Lola Black, front, and Sadie Woodruff. Photo by Ken Waltz

That was the case on Saturday morning under glorious later-summer weather as 22 hardy souls turned out to swim the half-mile, close-to-shore course to celebrate their love and respect of the town, pond, swimming and, of course, each other.

Namely, a splashing good time was had by all — in a chilled-out-sort-of-way, of course.

Lola Black, 14, of Camden finished first overall, while Adam Obst, 39, of Hope was the first male swimmer in the 31st event.

The traditional course was a half-mile, with options of shorter distances of .375th and .47th of a mile.

Larkin Mott. Photo by Ken Waltz

The morning swim was a celebration of the town, its people and their love for the outdoors — and, specifically, this body of water.

“I feel blessed to a part of the Hope community after moving here four years ago,” said Ruth Jahn, who co-organizes the event with Damon McClure. “Exercise, being outside, tradition and community involvement are important to me, and what I want my children to experience. This event seems to encompass all of the above, and I love that.”

Many have been involved with the event, which started as a humble swim, grew to include dozens of swimmers, many of them younger and college-level swimmers, which lent itself to a more competitive atmosphere. It has returned to its more in informal roots in recent years.

Spotters in their kayaks. Photo by Ken Waltz

There were, of course, a handful of young, talented swimmers — members of the Camden Hills Regional High School and Penobscot Bay YMCA Sailfish youth swim squads — who participated.

One longtime, respected participant was Bill Jones, 85, of Hope, who has been instrumental in keeping the event afloat, so to speak.

“The groundwork has definitely been laid by Bill and his family, so helping to organize this, along with all Damon’s hard work, isn’t much at all. It’s been my pleasure,” Jahn said.

Bill Jones. Photo by Ken Waltz

The event also includes a number of spotters sitting in different watercraft, especially colorful kayaks.

The event certainly has a community feel, especially for the people of this small Knox County community and specifically those who live or summer around the five-mile perimeter, 20-foot deep waterway.

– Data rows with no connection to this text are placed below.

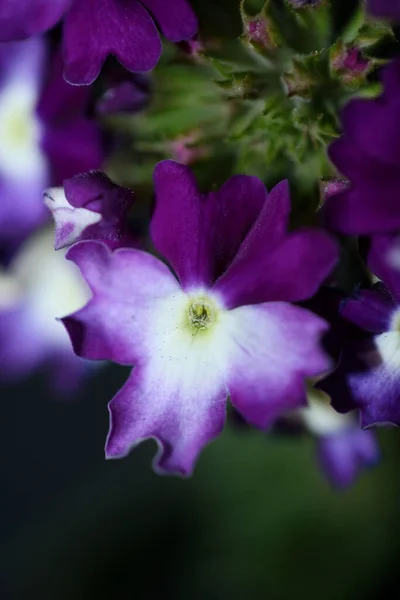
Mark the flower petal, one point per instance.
(275, 347)
(182, 408)
(23, 18)
(368, 378)
(91, 207)
(200, 235)
(126, 284)
(291, 271)
(175, 18)
(343, 455)
(368, 205)
(384, 261)
(93, 29)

The swim, which includes locals, summer visitors, fathers, daughters, sisters, brothers and assorted family members, takes place near the pond’s public beach off Barnestown Road.

On Saturday, the swimmers, who from as far away at Maryland and Colorado, were as young as 12 and as old as 85, with a number of participants in their 50s, 60s and 7os.

After the swim, there was a social gathering at Hope General Store.

There were no official times or places recorded.

The following are the names, ages and towns of the 2022 participants: Kathy Bourque Parker, 56, Owls Head; Sheri Dacso, 72, Spruce Head; Sadie Woodruff, 18, Camden; Scott Woodruff, 53, Camden; Susie Rardin, 72, Spruce Head; Bill Jones, 85, Hope; Mark Vannini, 50, Hope; Heidi Vannini, 50, Hope; Alison Jones, 45, Somerville, Mass.; Jonathan Blum, 62, Harrison, N.Y.; Adam Obst, 37, Hope; Lola Black, 14, Camden; Mary Wagner, 29, Hope; Anne Walker, 57, Oxford, Md.; Lily Mott, 16, Lincolnville; Larkin Mott, 12, Lincolnville; Gwyneth Jones, 43, Boston, Mass.; Iris Eckelman, 13, Boston, Mass.; Sara Gagan, 72, Hope; Dan Dalrymple, 51, Rockland; Ella Benjamin, 13, Woodridge, N.J.; and Alise Curry, 59, Longmont, Colo.